Et pourtant, ce pays, je l’aime et Philippe Randa l’aime aussi. C’est pourquoi il en parle tant, avec ironie, sans illusions excessives, mais avec quelque tendresse aussi. Car notre pays fut grand et se porta haut et loin. Un pays est une porte vers l’universel. Si on refuse de passer la porte, on reste tout le temps chez soi. Si la porte est tout le temps ouverte, ce n’est plus une porte et la maison se délabre et à terme s’effondre.

L’éloge des frontières, éloge des différences non de l’enfermement

C’est pourquoi l’éloge des frontières que fait Régis Debray dans son récent livre n’est pas l’éloge de l’enfermement, c’est l’éloge des différences, ce qui est tout autre chose. C’est pourquoi l’accueil de quelque 200.000 étrangers supplémentaires (au bas mot et hors les clandestins) tous les ans en France est une folie. « Derrière la disparition apparente des identités, écrit de son coté Hervé Juvin, derrière la disparition apparente de tous ce qui sépare les hommes, nous sommes en fait en train d’assister à un régime de séparation infiniment plus rigoureux que les autres, sauf qu’il est fondé sur une chose et une seule chose, votre utilité économique, et, pour le dire ainsi, votre patrimoine et votre pouvoir d’achat. »

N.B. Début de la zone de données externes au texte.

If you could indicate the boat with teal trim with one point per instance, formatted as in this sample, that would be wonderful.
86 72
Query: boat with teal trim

Oui, ces chroniques de l’année 2010, qui portent sur des événements que nous avons tous en mémoire, nous restituent un climat, une ambiance, celle d’une France qui s’oublie, qui oublie les rapports de force dans le monde, qui oublie la différence des civilisations, qui n’est pas forcément leur choc mais qui est leur altérité, et qui est l’altérité même des hommes et des communautés, même les plus petites ou les plus spécifiques, telles que Michel Maffesoli en fait l’analyse depuis des années.

Hervé Juvin le dit encore : « La demande identitaire, comme le retour au politique et à la frontière, sont les éléments centraux de la sortie de la crise mondiale. » Le localisme comme échelon du sociétal et de l’économique, le national comme échelon du politique, la civilisation européenne comme échelon du projet, du mode d’être-ensemble et voie vers un universel différencié, telles sont les moyens, à notre portée, d’un ordre nouveau et impérial. Tout le contraire de l’impérialisme du nouvel ordre mondial.

Pierre Le Vigan
10/03/2011

Philippe Randa, Sous haute surveillance politique. Chroniques barbares VIII, Dualpha, 2011, 264 pages, 23 Euros.